ケーゲル&ドレスデン・フィルの幻想交響曲が怖い! 極端なまでの振幅の大きさ、来
ると分かっていてもそれ以上に決まりまくるティンパニや漸強、漸弱、じと~っと、ま
つわりつくピアニッシモ。鮮烈に突き刺さって来る弦の疾走と耳を劈く金管、虚ろな木
管、さらに伸び縮みする楽音…。第1楽章後半は完全に狂っている! こんな演奏は他
にない。何が「夢と情熱」なものか! 「狂気と絶叫」。これだけでもう聴き手のキャ
パシティは超える。
ケーゲルの凄味は、第2楽章舞踏会でも戦慄もの。言葉が追い付かない。響きと音色が
もう狂っているとしか言いようがない。悪夢。テンションが違うという話ではなく、全
編ダークサイドなのだ。怖い怖い怖い 第3楽章野の風景の冒頭からのこのクソ真面目
な真摯さはなんだ? じっくり、じっとりと一音だに蔑ろにせず奏される様は、中間部
からの低弦の恐怖を弥増しにし、続く高弦の旋律は鳥肌ものである。それにしてもエク
セントリックな高低差。音量調整せずには聴けないほど。およそ描写性を度外視した野
の風景では、最後の雷鳴のティンパニが、断頭台を予兆して間然しない。耐えられない
ほど怖い! 超名演! とうとう第4楽章断頭台への行進。冒頭、明らかにケーゲルは抑
制している。ミュンシュであれば爆発的効果を狙うところ、ケーゲルは先を見ている。
ほとんど然り気無いまでのクールさで、疾走するわけでもなく、最後のティンパニも、
何とフォルティッシモに至らない!! 終楽章ワルプルギスの夜の夢。これまたネチネ
チ、ジットリと描く。淫靡な楽しみであるが如く
に。そして将に梵鐘そのものが鈍く鳴り出す。これは異形である! 指揮者は当然、敢
えてこの鈍い音を要求しているのである。
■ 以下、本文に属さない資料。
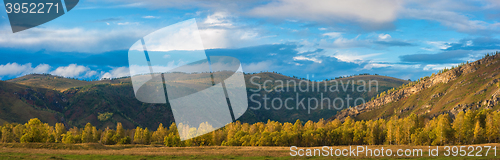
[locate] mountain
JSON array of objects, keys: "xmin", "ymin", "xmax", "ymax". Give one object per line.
[
  {"xmin": 329, "ymin": 52, "xmax": 500, "ymax": 120},
  {"xmin": 0, "ymin": 72, "xmax": 408, "ymax": 129},
  {"xmin": 7, "ymin": 74, "xmax": 130, "ymax": 91}
]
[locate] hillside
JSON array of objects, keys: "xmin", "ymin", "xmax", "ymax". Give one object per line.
[
  {"xmin": 7, "ymin": 74, "xmax": 130, "ymax": 91},
  {"xmin": 330, "ymin": 54, "xmax": 500, "ymax": 120},
  {"xmin": 0, "ymin": 72, "xmax": 408, "ymax": 128}
]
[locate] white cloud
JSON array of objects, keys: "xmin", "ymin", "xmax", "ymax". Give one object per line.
[
  {"xmin": 323, "ymin": 32, "xmax": 342, "ymax": 38},
  {"xmin": 378, "ymin": 34, "xmax": 392, "ymax": 40},
  {"xmin": 423, "ymin": 64, "xmax": 458, "ymax": 71},
  {"xmin": 117, "ymin": 22, "xmax": 139, "ymax": 26},
  {"xmin": 250, "ymin": 0, "xmax": 404, "ymax": 24},
  {"xmin": 198, "ymin": 12, "xmax": 272, "ymax": 49},
  {"xmin": 101, "ymin": 67, "xmax": 130, "ymax": 78},
  {"xmin": 242, "ymin": 61, "xmax": 275, "ymax": 73},
  {"xmin": 203, "ymin": 12, "xmax": 233, "ymax": 28},
  {"xmin": 331, "ymin": 51, "xmax": 382, "ymax": 64},
  {"xmin": 402, "ymin": 9, "xmax": 500, "ymax": 34},
  {"xmin": 426, "ymin": 41, "xmax": 451, "ymax": 49},
  {"xmin": 0, "ymin": 63, "xmax": 50, "ymax": 76},
  {"xmin": 293, "ymin": 56, "xmax": 322, "ymax": 63},
  {"xmin": 0, "ymin": 25, "xmax": 151, "ymax": 53},
  {"xmin": 142, "ymin": 16, "xmax": 160, "ymax": 19},
  {"xmin": 50, "ymin": 64, "xmax": 92, "ymax": 77}
]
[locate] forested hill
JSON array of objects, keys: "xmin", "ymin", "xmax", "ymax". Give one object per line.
[
  {"xmin": 0, "ymin": 72, "xmax": 408, "ymax": 129},
  {"xmin": 330, "ymin": 52, "xmax": 500, "ymax": 121}
]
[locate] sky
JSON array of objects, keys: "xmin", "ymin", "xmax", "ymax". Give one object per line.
[{"xmin": 0, "ymin": 0, "xmax": 500, "ymax": 80}]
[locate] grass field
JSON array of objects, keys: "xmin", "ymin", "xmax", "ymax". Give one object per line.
[{"xmin": 0, "ymin": 143, "xmax": 500, "ymax": 160}]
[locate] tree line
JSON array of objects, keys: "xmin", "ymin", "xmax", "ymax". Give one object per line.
[{"xmin": 0, "ymin": 109, "xmax": 500, "ymax": 147}]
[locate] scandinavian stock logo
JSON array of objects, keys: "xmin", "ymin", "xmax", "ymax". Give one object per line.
[
  {"xmin": 128, "ymin": 19, "xmax": 248, "ymax": 140},
  {"xmin": 3, "ymin": 0, "xmax": 79, "ymax": 33}
]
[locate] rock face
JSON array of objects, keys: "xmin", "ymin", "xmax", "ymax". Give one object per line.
[{"xmin": 329, "ymin": 54, "xmax": 500, "ymax": 121}]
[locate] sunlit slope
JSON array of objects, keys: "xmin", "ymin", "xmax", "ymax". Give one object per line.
[{"xmin": 331, "ymin": 52, "xmax": 500, "ymax": 120}]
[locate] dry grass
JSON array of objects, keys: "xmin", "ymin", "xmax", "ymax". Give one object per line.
[{"xmin": 0, "ymin": 144, "xmax": 500, "ymax": 159}]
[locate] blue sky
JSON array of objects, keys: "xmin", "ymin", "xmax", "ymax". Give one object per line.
[{"xmin": 0, "ymin": 0, "xmax": 500, "ymax": 80}]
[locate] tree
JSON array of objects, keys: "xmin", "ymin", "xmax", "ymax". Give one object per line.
[
  {"xmin": 134, "ymin": 127, "xmax": 144, "ymax": 144},
  {"xmin": 485, "ymin": 112, "xmax": 500, "ymax": 143},
  {"xmin": 82, "ymin": 123, "xmax": 94, "ymax": 143},
  {"xmin": 152, "ymin": 123, "xmax": 168, "ymax": 144},
  {"xmin": 473, "ymin": 121, "xmax": 484, "ymax": 144},
  {"xmin": 433, "ymin": 114, "xmax": 453, "ymax": 145},
  {"xmin": 21, "ymin": 118, "xmax": 48, "ymax": 143},
  {"xmin": 1, "ymin": 124, "xmax": 14, "ymax": 143},
  {"xmin": 453, "ymin": 111, "xmax": 467, "ymax": 144},
  {"xmin": 142, "ymin": 127, "xmax": 151, "ymax": 144}
]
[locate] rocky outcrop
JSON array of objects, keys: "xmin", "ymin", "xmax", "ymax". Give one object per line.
[{"xmin": 329, "ymin": 55, "xmax": 500, "ymax": 121}]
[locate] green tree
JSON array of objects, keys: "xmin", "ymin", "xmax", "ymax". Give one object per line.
[
  {"xmin": 21, "ymin": 118, "xmax": 48, "ymax": 143},
  {"xmin": 82, "ymin": 123, "xmax": 94, "ymax": 143}
]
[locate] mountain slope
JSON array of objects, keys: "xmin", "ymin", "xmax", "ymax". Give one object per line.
[
  {"xmin": 7, "ymin": 74, "xmax": 127, "ymax": 91},
  {"xmin": 330, "ymin": 54, "xmax": 500, "ymax": 120},
  {"xmin": 0, "ymin": 72, "xmax": 408, "ymax": 129}
]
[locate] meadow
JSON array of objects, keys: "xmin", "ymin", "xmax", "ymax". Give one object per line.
[{"xmin": 0, "ymin": 143, "xmax": 500, "ymax": 159}]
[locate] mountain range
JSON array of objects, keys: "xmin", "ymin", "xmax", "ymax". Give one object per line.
[
  {"xmin": 0, "ymin": 72, "xmax": 409, "ymax": 129},
  {"xmin": 329, "ymin": 52, "xmax": 500, "ymax": 121}
]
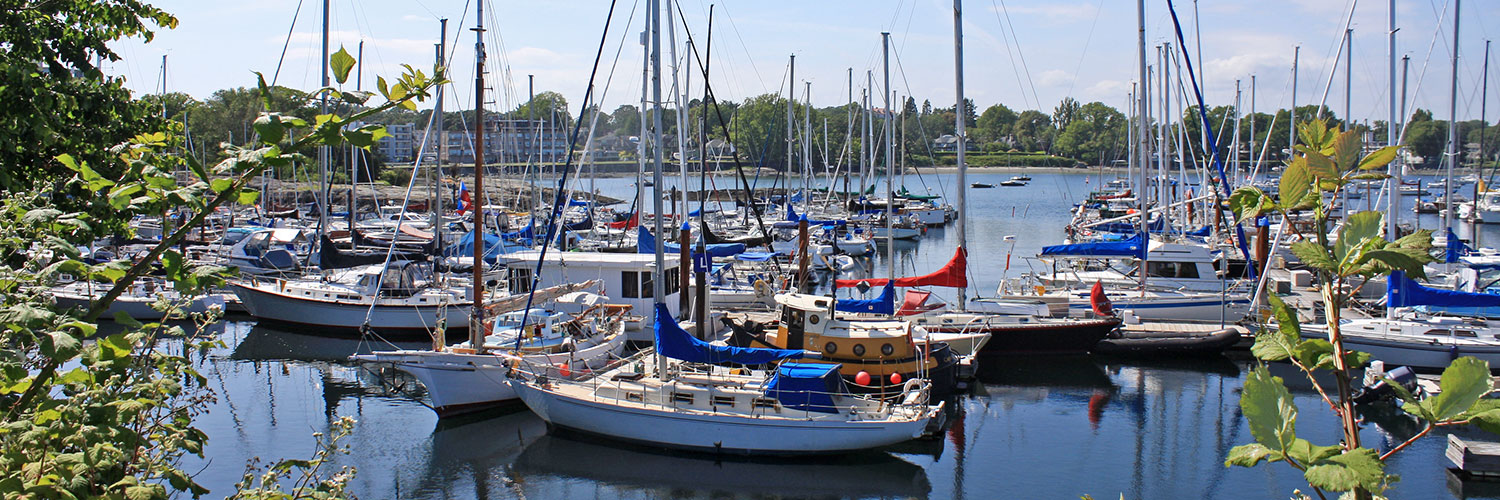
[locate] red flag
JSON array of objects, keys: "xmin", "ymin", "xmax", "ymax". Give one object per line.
[
  {"xmin": 1089, "ymin": 281, "xmax": 1115, "ymax": 315},
  {"xmin": 834, "ymin": 248, "xmax": 969, "ymax": 288}
]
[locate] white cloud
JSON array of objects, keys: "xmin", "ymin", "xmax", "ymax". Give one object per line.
[{"xmin": 1037, "ymin": 69, "xmax": 1073, "ymax": 87}]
第1楽章の恐怖が甦る。第2、3楽章の狂気
が帰ってくる… そして怒りの日が聞こえ出すと、テンポはさらに踏み締められ、着実
に決して急がず、この狂気のすべてを開陳すべく、ただそれだけを果たすために終結を
目指す。第1楽章にすべてがある、そう納得させる面妖かつ凄絶なる名演! 以上、ケ
ーゲルの幻想交響曲は大音量で聴くべきである。しかし、恐らくそれは可能ではなかろ
う。恐怖と物理的問題によって。ディスクを演奏が完全にはみ出している。